Location: Pei Ling Chan Garden
Step outside into the Pei Ling Chan Garden and enjoy a live reading of "SCAD in Primetime," a sitcom created by Matt Nickley (three treatments, lasting an hour).
Attendees do not need to be present at the 6 p.m. event to gain access to the 7 p.m. showings and 7:30 p.m. live reading.
Julien Bouil, M.A., accessory design, 2015
Fl’eau Ink is an emerging luxury/sports shoe brand.
Born in Cameroon, Bouil lived in many developing countries before moving to the U.S. and settling in Maryland. His love for basketball helped him make friends and earn a scholarship to Bowie State University. As a student, Bouil won multiple artistic and scholastic awards while earning a B.S. in visual communication.
As a student-athlete, he also began designing his own shoes. His passion grew, and he enrolled in the accessory design program at SCAD, where he earned an M.A. in accessory design. In this atelier program, Bouil began building his luxury/sports footwear brand.
Madison Hamburg, B.F.A., film and television, 2014
"The Making of 'Picking Up the Pieces'" is a hands-on opportunity for students to participate in the filmmaking process, through the continuation of Hamburg's ongoing project, "Picking up the Pieces."
Hamburg owns a production company in Austin, Texas, where he produces commercials and branded content. For the atelier program, he collaborated with students on the next chapter of his documentary, providing insight and direction as they created their own visual account of their experiences on set.

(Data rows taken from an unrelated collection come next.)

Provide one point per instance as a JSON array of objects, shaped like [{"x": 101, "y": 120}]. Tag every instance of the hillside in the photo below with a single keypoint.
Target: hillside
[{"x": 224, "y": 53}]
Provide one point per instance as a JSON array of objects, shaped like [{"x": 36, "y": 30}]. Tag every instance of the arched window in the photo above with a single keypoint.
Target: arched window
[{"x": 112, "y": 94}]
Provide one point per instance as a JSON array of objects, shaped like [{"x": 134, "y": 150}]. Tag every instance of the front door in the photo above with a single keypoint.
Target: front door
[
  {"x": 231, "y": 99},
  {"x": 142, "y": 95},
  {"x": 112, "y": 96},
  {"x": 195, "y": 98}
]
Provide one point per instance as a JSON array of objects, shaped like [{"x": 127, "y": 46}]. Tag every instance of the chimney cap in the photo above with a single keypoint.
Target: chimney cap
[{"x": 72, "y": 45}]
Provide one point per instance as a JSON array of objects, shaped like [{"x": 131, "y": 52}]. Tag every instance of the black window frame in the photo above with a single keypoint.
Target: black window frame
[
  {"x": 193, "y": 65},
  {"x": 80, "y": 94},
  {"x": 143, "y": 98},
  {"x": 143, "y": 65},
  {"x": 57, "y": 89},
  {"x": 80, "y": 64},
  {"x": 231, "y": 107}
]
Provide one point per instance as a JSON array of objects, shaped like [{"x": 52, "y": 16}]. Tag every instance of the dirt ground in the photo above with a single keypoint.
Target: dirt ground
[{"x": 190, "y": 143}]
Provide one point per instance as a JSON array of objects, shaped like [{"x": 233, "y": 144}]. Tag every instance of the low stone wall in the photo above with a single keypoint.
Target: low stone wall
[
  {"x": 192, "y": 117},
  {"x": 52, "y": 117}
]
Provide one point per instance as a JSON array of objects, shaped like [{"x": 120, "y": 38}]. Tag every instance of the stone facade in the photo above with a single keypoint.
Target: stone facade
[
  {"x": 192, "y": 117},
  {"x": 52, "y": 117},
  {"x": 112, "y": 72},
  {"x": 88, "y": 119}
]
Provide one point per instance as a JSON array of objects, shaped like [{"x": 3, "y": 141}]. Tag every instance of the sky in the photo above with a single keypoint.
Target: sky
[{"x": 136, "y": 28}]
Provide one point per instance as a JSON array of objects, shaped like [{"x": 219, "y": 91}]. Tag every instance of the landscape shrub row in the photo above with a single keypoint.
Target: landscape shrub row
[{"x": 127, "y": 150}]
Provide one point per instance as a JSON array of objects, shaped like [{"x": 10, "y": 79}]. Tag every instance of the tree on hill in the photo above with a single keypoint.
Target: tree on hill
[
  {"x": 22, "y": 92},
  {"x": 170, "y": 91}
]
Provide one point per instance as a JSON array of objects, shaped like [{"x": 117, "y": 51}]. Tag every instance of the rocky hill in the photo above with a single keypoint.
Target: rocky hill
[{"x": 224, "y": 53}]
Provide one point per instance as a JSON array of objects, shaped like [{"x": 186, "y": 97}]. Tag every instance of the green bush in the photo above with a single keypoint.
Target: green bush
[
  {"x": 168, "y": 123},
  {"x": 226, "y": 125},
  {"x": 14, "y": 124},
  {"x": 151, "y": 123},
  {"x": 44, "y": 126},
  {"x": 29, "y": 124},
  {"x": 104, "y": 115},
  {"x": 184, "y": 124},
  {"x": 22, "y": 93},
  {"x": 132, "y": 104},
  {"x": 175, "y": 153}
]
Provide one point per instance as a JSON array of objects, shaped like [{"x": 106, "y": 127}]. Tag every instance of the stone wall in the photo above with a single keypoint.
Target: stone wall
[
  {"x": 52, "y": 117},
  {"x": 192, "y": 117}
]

Matt Nickley, M.F.A., performing arts, 2016
"SCAD in Primetime" is a new sitcom for SCAD based on "The Buzz," a show Nickley developed and produced at SCAD.
While studying dramatic literature and theater as an undergraduate in Washington, D.C., Nickley taught theater to local at-risk youth, and then drama in South Africa. Now, with his master’s degree, Nickley is looking forward to working on another film and television project. In this atelier program, he completed scripts for three episodes of a new sitcom to be produced by SCAD.
Eny Lee Parker, B.F.A., interior design, 2011
"Totem Tables and Chain Lighting" is the design and creation of a set of contemporary tables and lighting fixtures that pairs handmade ceramic pieces with glass tabletops and shades, made in collaboration with Janke Glass Studio.
For the atelier program, Parker juxtaposed technology's clean and sleek design conventions with ceramics, a practice that dates back thousands of years, to create a collection of large-scale objects. Her exhibition challenges the tension between objects and the social atmosphere.
Gretchen Wagner, B.F.A., fibers, 2011
"Wheel" is an interactive installation of hand-dyed silk panels that form a life-size color wheel and a limited-edition run of printed wearable silks.
Wagner created an interactive color wheel, 30 feet in diameter, that invites people to observe the oneness and completeness associated with circles, and that reflects the significance of circular gatherings. The wearable silks mirror the larger installation and allow individuals to keep the color combination with which they best connected.